Só o Fair Play Financeiro impede isso, mas o confronto entre PSG e Uefa já aconteceu. O “New York Times” noticiou em junho de 2019 documentos que mostravam que “a Uefa parecia afundar sua própria investigação” sobre transferências do PSG, enquanto o clube usava um detalhe técnico para evitar punições graves e suspensão na Champions League.

Ao invés da punição, os magnatas do PSG dobraram o futebol europeu e seu órgão dirigente à sua vontade. Eles agora esperam que seu maior marco seja seu grande momento de ascensão, o título no domingo.

Isso é ainda mais triste devido ao prestígio e à gravidade desta ocasião. A conquista da Champions é o que dispara tanta magia do futebol, assim como tantas imaginações infantis, e oferece seus melhores momentos.

As primeiras imagens da Liga dos Campeões, com Alfredo Di Stefano, inspiraram a todos, de Eusebio, Luis Suarez a Bobby Charlton e Sir Alex Ferguson, estabelecendo uma linhagem que todos tentam viver à altura e fazer parte, o que envolve uma autêntica nobreza esportiva.

Nem sempre esteve tudo esteve limpo, mas nunca esteve tão sujo.

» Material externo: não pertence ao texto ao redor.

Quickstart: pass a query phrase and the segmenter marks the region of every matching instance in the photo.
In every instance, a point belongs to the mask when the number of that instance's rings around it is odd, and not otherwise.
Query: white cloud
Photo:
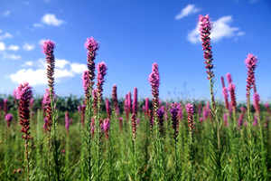
[[[19,46],[17,46],[17,45],[14,45],[14,44],[11,44],[11,45],[9,45],[8,46],[8,48],[7,48],[7,50],[9,50],[9,51],[18,51],[20,49],[20,47]]]
[[[232,22],[232,17],[230,15],[222,16],[217,21],[212,23],[212,29],[210,32],[210,38],[214,42],[218,42],[223,38],[230,38],[236,36],[242,36],[245,34],[245,32],[239,31],[238,27],[230,26]],[[196,28],[191,31],[188,34],[188,41],[196,43],[201,42],[200,37],[200,24],[197,24]]]
[[[10,14],[11,14],[11,12],[9,10],[6,10],[3,13],[3,15],[6,17],[6,16],[9,16]]]
[[[75,73],[82,73],[84,71],[88,70],[88,67],[86,64],[81,64],[81,63],[77,63],[77,62],[74,62],[74,63],[71,63],[70,64],[70,68],[71,68],[71,71]]]
[[[10,54],[10,53],[4,53],[3,54],[4,59],[8,59],[8,60],[20,60],[22,57],[18,54]]]
[[[196,14],[199,11],[201,11],[201,9],[197,8],[194,5],[188,5],[175,16],[175,20],[180,20],[190,14]]]
[[[53,25],[53,26],[59,26],[61,25],[64,21],[58,19],[55,14],[46,14],[42,18],[42,22],[47,25]]]
[[[46,63],[44,59],[39,59],[36,62],[25,62],[23,66],[32,68],[21,69],[10,74],[9,78],[12,81],[15,83],[28,81],[32,86],[47,84]],[[54,77],[58,82],[64,78],[71,78],[79,74],[81,75],[82,71],[87,69],[85,64],[70,62],[65,59],[56,59],[55,66]]]
[[[24,62],[24,64],[23,65],[23,67],[31,67],[33,65],[33,62],[32,61],[27,61]]]
[[[3,42],[0,42],[0,51],[5,51],[5,44]]]
[[[24,51],[32,51],[35,48],[35,46],[33,44],[29,44],[29,43],[24,43],[23,46]]]
[[[43,43],[44,43],[45,41],[46,41],[45,39],[40,40],[40,41],[39,41],[39,44],[43,45]]]
[[[55,60],[55,67],[63,69],[65,65],[69,64],[70,62],[64,59],[56,59]]]
[[[32,86],[47,83],[45,69],[22,69],[11,74],[10,79],[16,83],[27,81]]]
[[[0,34],[0,40],[4,40],[6,38],[12,38],[13,35],[9,33],[5,33],[4,34]]]
[[[33,26],[35,27],[35,28],[40,28],[40,27],[43,27],[43,24],[33,24]]]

Cada momento da final da Champions League é normalmente imbuído e amplificado pelo conhecimento do que se tornou antes e por tanta História. Neste fim de semana, um projeto de Estado de sportswashing terá como objetivo apenas aproveitar tudo isso, para segundas intenções.

Isso deve ser mencionado a cada passo. Não vale a pena comemorar e não deve deixar de ser questionado.